Breathing harshly, he rasped, “Are you hurt?”
“I’m okay,” she murmured just for him. “I promise, I’m okay. And I’m coming home.”
Tomas made a sound of deep confusion. “Dahlia, you can’t go with him. You just got here. You should stay and get to know your family.”
Dahlia turned sharply to give her new cousin a vicious smile Felix was all too familiar with. “Tomas, I know we just met and you seem like a lovely guy, but if you try and tell me what to do one more time, we’re going to have a fucking problem.”
Alastair’s voice carried across the courtyard again. “Let her go, Tomas. It’s fine. We’ve reached a deal.”
He looked like it was the last thing in the world he wanted to do, but Tomas waved at the guard station.
Felix’s heart jumped into his throat as the gate vibrated under his hands and began to pull to one side. As it slowly opened, Dahlia turned to her new cousin and gestured for him to come closer.

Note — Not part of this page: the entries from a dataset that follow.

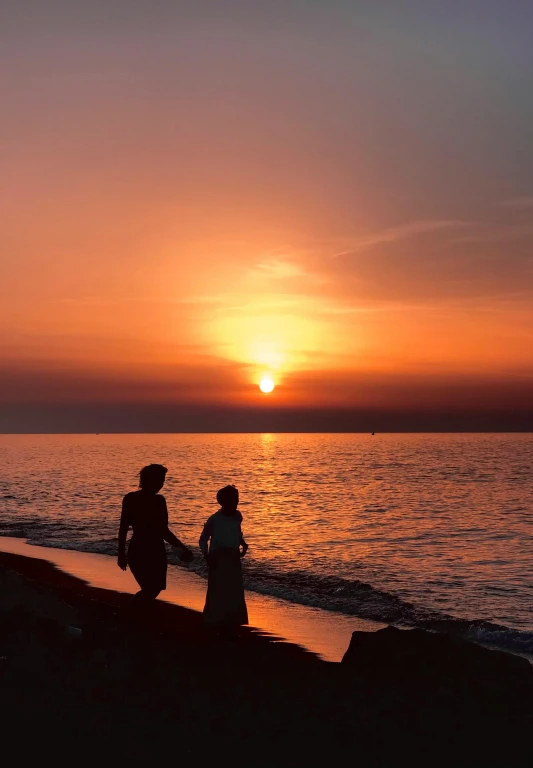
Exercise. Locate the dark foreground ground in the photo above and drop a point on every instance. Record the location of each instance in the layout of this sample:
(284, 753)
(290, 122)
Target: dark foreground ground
(131, 691)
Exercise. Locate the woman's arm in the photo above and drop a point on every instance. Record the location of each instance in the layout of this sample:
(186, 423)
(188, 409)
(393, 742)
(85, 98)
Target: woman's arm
(172, 539)
(122, 534)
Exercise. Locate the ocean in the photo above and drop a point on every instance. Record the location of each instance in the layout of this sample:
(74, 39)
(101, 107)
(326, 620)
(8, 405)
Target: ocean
(419, 530)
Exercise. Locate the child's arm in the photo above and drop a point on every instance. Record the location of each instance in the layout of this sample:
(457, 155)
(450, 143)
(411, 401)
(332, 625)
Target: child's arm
(242, 542)
(122, 560)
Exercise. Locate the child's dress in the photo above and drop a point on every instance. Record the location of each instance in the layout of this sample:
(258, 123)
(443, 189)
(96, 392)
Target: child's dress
(225, 604)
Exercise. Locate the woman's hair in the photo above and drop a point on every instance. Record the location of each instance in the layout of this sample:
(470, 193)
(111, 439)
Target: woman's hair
(227, 496)
(153, 474)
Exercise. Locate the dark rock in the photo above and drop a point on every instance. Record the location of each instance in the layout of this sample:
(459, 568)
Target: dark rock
(446, 670)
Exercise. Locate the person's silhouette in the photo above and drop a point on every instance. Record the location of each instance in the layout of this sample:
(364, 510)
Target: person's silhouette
(146, 512)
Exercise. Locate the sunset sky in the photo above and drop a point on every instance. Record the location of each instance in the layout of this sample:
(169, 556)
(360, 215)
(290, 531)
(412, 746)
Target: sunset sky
(338, 195)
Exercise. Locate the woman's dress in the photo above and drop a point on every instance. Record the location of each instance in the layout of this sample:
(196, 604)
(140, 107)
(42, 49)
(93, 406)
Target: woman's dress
(147, 514)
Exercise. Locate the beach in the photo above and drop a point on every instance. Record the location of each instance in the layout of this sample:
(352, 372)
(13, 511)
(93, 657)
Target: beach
(82, 676)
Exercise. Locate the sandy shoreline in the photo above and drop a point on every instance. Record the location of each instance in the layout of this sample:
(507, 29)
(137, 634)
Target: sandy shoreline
(322, 632)
(161, 686)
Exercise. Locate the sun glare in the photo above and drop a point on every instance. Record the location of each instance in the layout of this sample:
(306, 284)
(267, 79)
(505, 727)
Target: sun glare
(266, 385)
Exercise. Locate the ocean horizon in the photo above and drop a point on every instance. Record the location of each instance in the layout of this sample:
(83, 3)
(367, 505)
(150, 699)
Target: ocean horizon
(430, 530)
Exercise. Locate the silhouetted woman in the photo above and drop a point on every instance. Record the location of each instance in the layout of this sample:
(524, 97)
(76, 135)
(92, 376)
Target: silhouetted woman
(146, 512)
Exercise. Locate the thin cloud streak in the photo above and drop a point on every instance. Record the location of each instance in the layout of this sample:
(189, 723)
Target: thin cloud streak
(402, 232)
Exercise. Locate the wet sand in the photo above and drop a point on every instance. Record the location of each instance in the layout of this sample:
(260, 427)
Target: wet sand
(84, 680)
(322, 632)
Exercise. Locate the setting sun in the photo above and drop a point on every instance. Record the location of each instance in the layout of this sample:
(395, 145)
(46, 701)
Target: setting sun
(266, 385)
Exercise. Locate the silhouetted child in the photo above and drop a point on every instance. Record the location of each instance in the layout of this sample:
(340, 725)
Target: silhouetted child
(221, 542)
(146, 512)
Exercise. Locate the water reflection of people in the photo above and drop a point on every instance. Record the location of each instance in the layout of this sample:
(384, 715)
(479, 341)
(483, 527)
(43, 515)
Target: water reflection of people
(221, 542)
(146, 512)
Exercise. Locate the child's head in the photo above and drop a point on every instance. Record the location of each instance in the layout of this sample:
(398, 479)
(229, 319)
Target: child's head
(152, 477)
(228, 497)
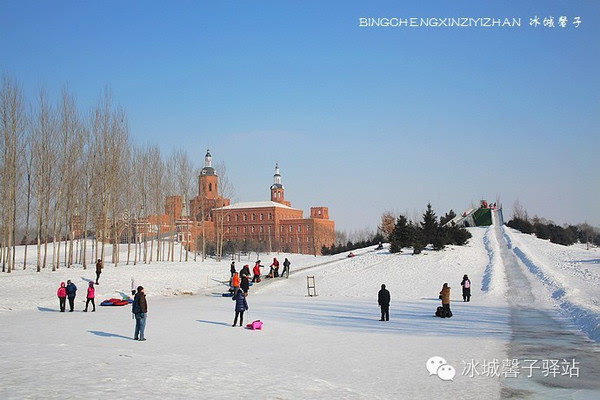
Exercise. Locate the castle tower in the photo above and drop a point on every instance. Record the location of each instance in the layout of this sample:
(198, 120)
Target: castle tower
(277, 189)
(208, 180)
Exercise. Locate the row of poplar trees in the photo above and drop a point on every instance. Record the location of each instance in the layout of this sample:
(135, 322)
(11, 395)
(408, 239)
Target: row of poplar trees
(58, 162)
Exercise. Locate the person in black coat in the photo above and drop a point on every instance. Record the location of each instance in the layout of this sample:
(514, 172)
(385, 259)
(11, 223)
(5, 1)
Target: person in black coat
(286, 268)
(383, 300)
(139, 308)
(245, 279)
(466, 284)
(241, 305)
(71, 292)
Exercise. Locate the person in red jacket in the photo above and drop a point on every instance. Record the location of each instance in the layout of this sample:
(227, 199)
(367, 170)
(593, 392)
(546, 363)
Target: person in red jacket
(256, 271)
(62, 296)
(90, 297)
(235, 283)
(275, 268)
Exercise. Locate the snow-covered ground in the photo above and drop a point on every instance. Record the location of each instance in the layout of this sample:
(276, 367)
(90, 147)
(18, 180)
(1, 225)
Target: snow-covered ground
(329, 346)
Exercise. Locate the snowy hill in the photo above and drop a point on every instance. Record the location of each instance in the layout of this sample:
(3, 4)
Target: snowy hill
(329, 346)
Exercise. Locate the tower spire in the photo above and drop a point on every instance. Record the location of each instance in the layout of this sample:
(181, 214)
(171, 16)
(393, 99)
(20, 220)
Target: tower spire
(207, 159)
(277, 176)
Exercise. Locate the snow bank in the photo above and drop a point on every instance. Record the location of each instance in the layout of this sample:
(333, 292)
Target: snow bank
(565, 272)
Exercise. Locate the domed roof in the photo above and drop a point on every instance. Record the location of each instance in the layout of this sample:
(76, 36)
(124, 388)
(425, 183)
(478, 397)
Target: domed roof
(208, 171)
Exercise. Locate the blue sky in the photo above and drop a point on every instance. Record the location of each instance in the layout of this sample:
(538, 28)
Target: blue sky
(360, 119)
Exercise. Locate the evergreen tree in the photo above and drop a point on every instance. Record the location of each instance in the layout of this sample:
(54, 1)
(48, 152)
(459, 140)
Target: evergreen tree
(429, 224)
(448, 217)
(417, 239)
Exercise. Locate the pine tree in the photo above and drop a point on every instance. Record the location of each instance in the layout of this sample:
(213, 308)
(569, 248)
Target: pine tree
(401, 236)
(447, 218)
(418, 239)
(430, 225)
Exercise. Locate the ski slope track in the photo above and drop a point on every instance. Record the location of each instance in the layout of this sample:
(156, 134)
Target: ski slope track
(325, 347)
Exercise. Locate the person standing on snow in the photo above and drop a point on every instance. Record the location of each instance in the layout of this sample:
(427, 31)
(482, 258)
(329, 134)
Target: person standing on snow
(62, 296)
(232, 268)
(445, 294)
(241, 305)
(71, 293)
(466, 284)
(139, 309)
(91, 294)
(275, 268)
(256, 271)
(99, 266)
(286, 268)
(245, 279)
(383, 299)
(235, 283)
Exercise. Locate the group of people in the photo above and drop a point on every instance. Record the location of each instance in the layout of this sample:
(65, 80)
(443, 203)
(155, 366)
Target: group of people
(241, 280)
(69, 291)
(240, 283)
(384, 298)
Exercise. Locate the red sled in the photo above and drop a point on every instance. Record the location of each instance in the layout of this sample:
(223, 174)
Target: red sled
(255, 325)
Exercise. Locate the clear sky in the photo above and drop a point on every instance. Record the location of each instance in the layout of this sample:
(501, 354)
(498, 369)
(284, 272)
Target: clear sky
(359, 119)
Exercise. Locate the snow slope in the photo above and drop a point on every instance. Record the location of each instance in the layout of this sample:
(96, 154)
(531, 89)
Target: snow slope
(329, 346)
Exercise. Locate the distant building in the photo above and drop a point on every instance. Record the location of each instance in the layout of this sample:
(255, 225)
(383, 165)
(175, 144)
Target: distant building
(271, 225)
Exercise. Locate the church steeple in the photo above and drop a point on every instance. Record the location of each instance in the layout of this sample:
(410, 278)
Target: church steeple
(277, 189)
(207, 158)
(277, 176)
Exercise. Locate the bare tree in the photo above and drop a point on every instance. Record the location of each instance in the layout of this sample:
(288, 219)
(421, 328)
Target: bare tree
(13, 120)
(224, 190)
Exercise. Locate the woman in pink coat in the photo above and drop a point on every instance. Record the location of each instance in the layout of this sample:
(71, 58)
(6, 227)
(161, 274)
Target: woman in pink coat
(62, 296)
(90, 297)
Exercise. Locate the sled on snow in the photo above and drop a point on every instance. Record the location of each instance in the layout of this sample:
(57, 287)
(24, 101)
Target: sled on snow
(116, 302)
(255, 325)
(439, 312)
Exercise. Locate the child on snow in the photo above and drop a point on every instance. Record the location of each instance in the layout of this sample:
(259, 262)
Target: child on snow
(62, 296)
(445, 294)
(71, 292)
(466, 284)
(235, 283)
(286, 268)
(245, 279)
(241, 305)
(91, 294)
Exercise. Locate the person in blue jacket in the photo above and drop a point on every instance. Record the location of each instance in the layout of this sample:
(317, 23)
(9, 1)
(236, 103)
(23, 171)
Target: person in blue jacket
(71, 292)
(241, 305)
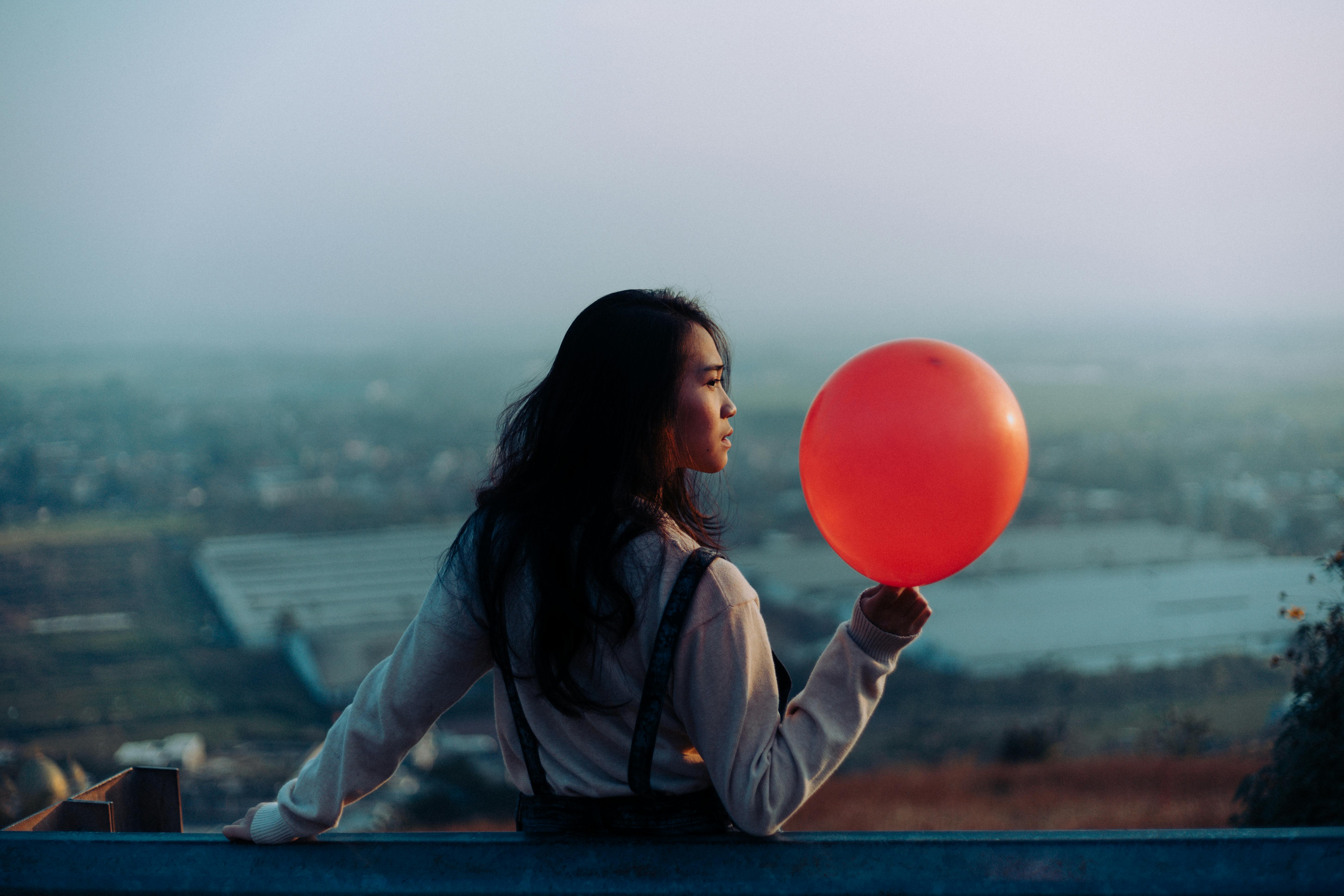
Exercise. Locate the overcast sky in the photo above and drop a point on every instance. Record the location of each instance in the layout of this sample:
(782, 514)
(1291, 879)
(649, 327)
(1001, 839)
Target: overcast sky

He saw it coming long before Tomas did, but the poor guy really didn’t know Dahlia, so he couldn’t exactly blame him.
The punch was lightning fast, mean, and deadly in its accuracy. Blood gushed from Tomas’s nose as his head snapped back. Felix grinned at the crunch of bone and cartilage, his cock twitching with keen interest behind his fly.
“Fuck!” The man wheezed, his hands immediately clutching his mangled nose as he stooped over in pain. Going by the way Dahlia flexed her fingers, it was a devastating suckerpunch.
In a terrifyingly calm voice, she told him, “Now we’re even. But if you ever point a gun at my husband again, I’ll cut it off instead of breaking it. Clear?”
Tomas pressed his sleeve to his nose and nodded once, a gleam of respect making it through the pain in his eyes. In a nasally, muffled voice, he said, “Welcome to the family, I guess.”
Dahlia patted his shoulder. “Thanks. You owe me a car. Make it red.”
She waved at Alastair and his anchor standing in the doorway of their home before tossing her hair over her shoulder and waltzing through the gate, her long legs flashing in her crimson tights and sky-high stilettos.
If Felix thought she was devastating before, it was nothing compared to how she looked to him now.
Snatching her to his chest, he swooped down on her with a ferocious kiss. “I fucking love you,” he gasped, reverent and needy against the welcoming warmth of her mouth.
Her smile curved against his lips. “I love you, too. Now can we go home? We’ve got work to do.”